Aber die Erinnerungen hatten keine Zeit, keine Gelegenheit, Fuß zu fassen. Sie hörte das Kichern, verhaltenes, vorsichtiges Lachen. Ein leises, wenig überzeugendes „Hör auf damit!“ Vorsichtig und um Lautlosigkeit bemüht, öffnete sie die Tür und trat ein, schloss auch diese Pforte hinter sich. Das Gefühl der Endgültigkeit, die in dieser Handlung lag, ließ einfach nicht nach. Ließ sie kurz schaudern. Sich wünschen, sie könnte es rückgängig machen. Die Tür wieder zu öffnen, kam ihr kurz in den Sinn – aber entgegen aller Logik wäre es damit keineswegs rückgängig gemacht worden. Sie hätte nur auf etwas reagiert.

Wahrlich und wahrhaftig etwas rückgängig machen… das konnte nur Möbius. Vielleicht Vetus. Und irgendwann, in vielen, vielen Jahrhunderten, Jahrtausenden, vielleicht weit mehr… dann würde es möglicherweise auch Arien können.

Arien. Die dort am Tisch saß. Mit dem Rücken zu ihr. Artemis‘ Arm lag um ihre Taille. Er flüsterte ihr irgendetwas ins Ohr. Sie blickte zur Seite, zu ihm auf. Ihre Wangen rot. Vielleicht vor Scham. Sie spürte aus der Erinnerung heraus, wie sie lächeln wollte. Junge Liebe war etwas Wundervolles. Zart und naiv, hitzblütig und stark, so voller Spieltrieb und Leidenschaft und Überschwänglichkeit. Sie wünschte beiden noch viele Momente wie diesen. Momente, in denen sie miteinander albern konnten, in denen sie einander süße Nichtigkeiten ins Ohr flüsterten und einander damit aufzogen, einander neckten und provozierten – auf die gute Art.
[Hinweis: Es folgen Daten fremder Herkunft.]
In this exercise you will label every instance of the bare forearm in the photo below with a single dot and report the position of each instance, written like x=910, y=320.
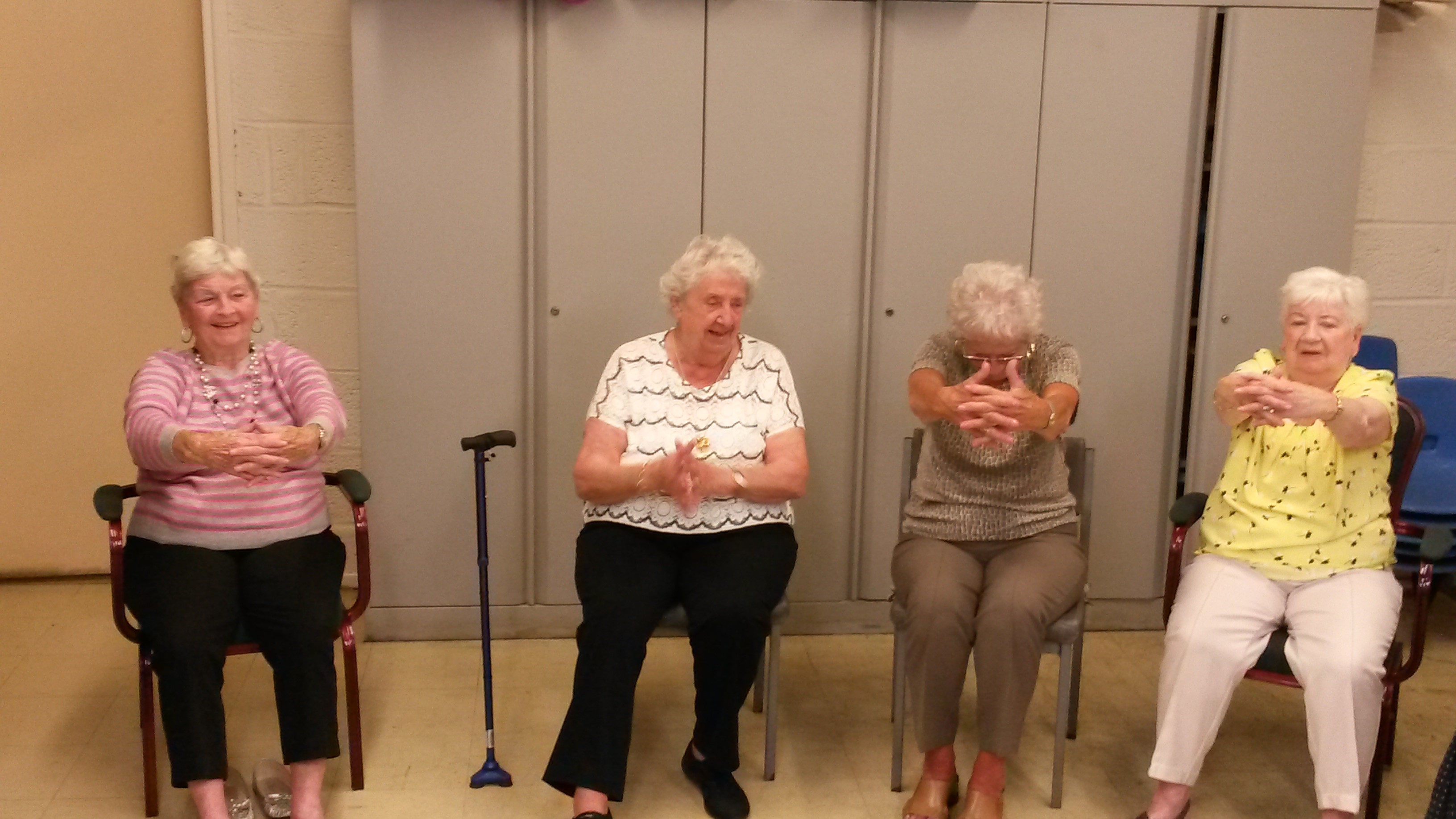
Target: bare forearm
x=774, y=483
x=1359, y=423
x=927, y=397
x=605, y=483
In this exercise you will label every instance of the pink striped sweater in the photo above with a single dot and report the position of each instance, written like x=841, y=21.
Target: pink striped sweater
x=186, y=503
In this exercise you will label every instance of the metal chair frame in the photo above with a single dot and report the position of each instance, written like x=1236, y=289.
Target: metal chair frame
x=1065, y=636
x=765, y=687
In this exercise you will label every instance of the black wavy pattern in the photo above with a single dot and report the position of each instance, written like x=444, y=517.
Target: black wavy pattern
x=763, y=515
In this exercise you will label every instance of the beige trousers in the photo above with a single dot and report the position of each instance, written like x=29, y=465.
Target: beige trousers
x=998, y=596
x=1340, y=630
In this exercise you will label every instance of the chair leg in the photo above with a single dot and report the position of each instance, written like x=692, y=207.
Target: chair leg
x=1377, y=765
x=149, y=732
x=352, y=700
x=757, y=684
x=1076, y=687
x=771, y=719
x=898, y=713
x=1059, y=755
x=1395, y=720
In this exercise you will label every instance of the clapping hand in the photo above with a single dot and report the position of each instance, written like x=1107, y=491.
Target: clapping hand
x=993, y=416
x=1273, y=400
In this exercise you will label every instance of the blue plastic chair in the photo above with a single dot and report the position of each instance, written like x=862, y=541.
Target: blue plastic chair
x=1378, y=353
x=1432, y=493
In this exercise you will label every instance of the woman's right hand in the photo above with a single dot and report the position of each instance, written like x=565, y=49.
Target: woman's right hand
x=215, y=451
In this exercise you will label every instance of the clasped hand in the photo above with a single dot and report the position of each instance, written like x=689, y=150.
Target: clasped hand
x=254, y=452
x=993, y=416
x=688, y=480
x=1272, y=400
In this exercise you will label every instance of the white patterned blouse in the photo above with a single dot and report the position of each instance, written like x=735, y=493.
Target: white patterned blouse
x=730, y=422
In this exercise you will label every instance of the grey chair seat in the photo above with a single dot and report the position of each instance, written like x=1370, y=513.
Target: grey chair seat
x=1063, y=632
x=674, y=623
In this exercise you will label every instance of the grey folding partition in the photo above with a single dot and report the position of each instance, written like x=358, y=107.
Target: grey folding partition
x=529, y=168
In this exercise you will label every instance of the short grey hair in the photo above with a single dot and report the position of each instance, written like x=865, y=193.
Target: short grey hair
x=1324, y=286
x=206, y=257
x=997, y=301
x=707, y=256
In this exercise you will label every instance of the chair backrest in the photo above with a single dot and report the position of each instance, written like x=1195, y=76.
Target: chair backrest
x=1436, y=398
x=1080, y=479
x=1410, y=438
x=1379, y=353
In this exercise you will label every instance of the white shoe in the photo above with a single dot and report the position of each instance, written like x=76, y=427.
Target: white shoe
x=273, y=782
x=238, y=798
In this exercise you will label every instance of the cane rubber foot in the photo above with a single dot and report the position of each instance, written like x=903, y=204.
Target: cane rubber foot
x=491, y=774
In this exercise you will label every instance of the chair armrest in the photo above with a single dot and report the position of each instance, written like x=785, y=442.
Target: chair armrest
x=357, y=489
x=1424, y=578
x=108, y=500
x=354, y=484
x=1189, y=509
x=1184, y=513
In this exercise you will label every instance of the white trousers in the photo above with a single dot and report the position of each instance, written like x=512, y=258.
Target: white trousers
x=1340, y=630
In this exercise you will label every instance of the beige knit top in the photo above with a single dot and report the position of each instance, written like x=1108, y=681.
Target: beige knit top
x=969, y=493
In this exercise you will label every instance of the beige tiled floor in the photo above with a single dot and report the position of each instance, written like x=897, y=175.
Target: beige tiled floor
x=70, y=749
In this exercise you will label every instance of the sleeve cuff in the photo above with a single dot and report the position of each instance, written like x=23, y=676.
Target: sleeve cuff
x=330, y=432
x=166, y=443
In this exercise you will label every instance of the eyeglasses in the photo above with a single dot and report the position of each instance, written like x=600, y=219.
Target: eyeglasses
x=977, y=362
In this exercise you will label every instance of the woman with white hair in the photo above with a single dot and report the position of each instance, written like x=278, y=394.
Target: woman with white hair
x=692, y=452
x=231, y=526
x=992, y=553
x=1296, y=534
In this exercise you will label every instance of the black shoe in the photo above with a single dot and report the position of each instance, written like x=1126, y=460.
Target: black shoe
x=723, y=798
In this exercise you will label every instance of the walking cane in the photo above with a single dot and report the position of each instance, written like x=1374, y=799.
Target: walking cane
x=491, y=773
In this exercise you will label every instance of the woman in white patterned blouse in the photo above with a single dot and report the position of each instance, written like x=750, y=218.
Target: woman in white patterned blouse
x=692, y=452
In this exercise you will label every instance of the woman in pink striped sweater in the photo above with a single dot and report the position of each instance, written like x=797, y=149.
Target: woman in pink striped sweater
x=231, y=526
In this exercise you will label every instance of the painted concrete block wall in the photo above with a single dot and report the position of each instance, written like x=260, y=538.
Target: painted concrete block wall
x=1406, y=236
x=293, y=145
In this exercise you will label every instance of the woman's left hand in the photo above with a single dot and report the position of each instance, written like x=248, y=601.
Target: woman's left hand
x=999, y=413
x=273, y=448
x=1270, y=400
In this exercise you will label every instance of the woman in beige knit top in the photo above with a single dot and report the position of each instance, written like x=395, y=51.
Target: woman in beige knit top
x=992, y=551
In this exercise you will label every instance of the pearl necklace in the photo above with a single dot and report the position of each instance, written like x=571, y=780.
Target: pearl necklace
x=251, y=393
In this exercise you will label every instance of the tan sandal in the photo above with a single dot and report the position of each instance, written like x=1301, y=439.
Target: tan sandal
x=932, y=799
x=982, y=807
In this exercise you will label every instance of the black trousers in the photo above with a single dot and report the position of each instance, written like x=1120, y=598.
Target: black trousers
x=190, y=604
x=627, y=579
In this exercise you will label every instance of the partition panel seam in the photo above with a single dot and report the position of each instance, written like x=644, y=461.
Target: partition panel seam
x=532, y=400
x=867, y=290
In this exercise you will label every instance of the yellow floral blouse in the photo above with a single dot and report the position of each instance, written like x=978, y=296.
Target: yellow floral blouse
x=1298, y=506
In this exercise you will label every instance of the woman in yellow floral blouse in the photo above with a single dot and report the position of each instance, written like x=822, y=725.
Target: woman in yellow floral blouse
x=1296, y=534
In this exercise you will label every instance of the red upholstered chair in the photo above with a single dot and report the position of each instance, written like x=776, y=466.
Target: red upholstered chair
x=1272, y=666
x=110, y=500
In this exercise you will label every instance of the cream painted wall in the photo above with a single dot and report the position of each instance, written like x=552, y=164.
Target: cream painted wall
x=1406, y=238
x=104, y=171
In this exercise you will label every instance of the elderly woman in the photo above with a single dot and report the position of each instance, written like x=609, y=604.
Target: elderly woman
x=992, y=553
x=231, y=526
x=692, y=452
x=1296, y=534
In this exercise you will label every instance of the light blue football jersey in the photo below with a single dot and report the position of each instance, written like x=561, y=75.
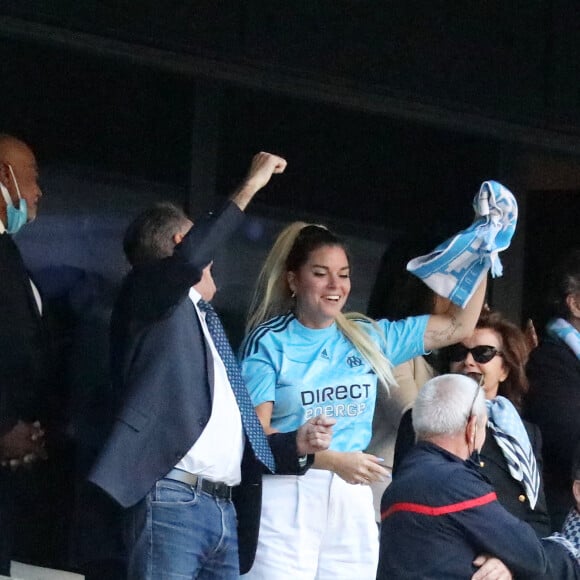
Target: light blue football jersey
x=308, y=372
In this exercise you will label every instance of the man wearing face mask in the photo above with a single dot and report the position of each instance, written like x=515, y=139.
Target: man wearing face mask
x=23, y=344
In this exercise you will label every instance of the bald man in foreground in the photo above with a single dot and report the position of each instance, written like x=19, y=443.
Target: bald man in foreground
x=440, y=514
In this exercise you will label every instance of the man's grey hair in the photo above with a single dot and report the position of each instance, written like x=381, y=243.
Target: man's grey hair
x=149, y=237
x=445, y=404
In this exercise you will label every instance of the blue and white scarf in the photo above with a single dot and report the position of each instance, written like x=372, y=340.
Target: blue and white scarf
x=457, y=266
x=563, y=330
x=512, y=438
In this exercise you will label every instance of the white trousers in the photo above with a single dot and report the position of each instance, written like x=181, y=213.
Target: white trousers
x=315, y=527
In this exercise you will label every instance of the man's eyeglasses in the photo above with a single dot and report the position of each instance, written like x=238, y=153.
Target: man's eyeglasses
x=481, y=354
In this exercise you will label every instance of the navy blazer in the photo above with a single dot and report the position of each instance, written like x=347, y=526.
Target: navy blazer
x=162, y=375
x=24, y=346
x=553, y=403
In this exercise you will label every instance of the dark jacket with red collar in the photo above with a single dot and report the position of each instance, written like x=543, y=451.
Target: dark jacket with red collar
x=440, y=513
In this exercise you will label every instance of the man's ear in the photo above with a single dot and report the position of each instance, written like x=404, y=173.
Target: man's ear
x=573, y=302
x=291, y=279
x=5, y=176
x=576, y=492
x=178, y=237
x=471, y=431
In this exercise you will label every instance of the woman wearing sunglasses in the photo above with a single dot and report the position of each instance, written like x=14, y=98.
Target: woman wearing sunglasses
x=495, y=356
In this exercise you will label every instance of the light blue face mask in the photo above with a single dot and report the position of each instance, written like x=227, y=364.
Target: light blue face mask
x=15, y=217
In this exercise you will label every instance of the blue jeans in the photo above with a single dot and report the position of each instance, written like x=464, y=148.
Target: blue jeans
x=178, y=532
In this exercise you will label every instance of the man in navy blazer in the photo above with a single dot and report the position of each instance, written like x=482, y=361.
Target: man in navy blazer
x=24, y=344
x=177, y=450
Heute… heute war es an ihr, einen möglicherweise guten Tag zu ruinieren. Viele gute Tage, wenn sie so darüber nachdachte. Es war unausweichlich.

Der Geruch nach Kaffee drang verspätet in ihre Nase. Natürlich. Frühstückszeit. Rik saß am Tisch. Sszerin neben ihm. Beide zeterten schon wieder wegen der einen oder anderen Unsinnigkeit. Vetus stopfte mit bloßen Klauen etwas in sein Maul, das verdächtig nach Pastete aussah. Und fing sich den einen oder anderen rügenden Kommentar Rikhards, bezüglich seiner Tischmanieren. Es lag so eine tiefe Vertrautheit in diesem Anblick. In der Körperhaltung jedes Einzelnen. In ihrer Mimik, ihrer Gestik. Sie hatte es ab und an beobachten können. Längst nicht immer war sie hier gewesen oder lange geblieben. Aber immer mal wieder hatte sie Momente wie diesen verfolgen können, die sie kurzzeitig glauben ließen, alles wäre normal. Nicht ein Elementarblut, ein Drider und ein Halbdrache am Tisch, die Auserwählten der Götter, vermeintliche Retter des Kontinents und vielleicht der ganzen Welt, vorgesehene Befreier der lebenden Völker von der Plage des Untodes.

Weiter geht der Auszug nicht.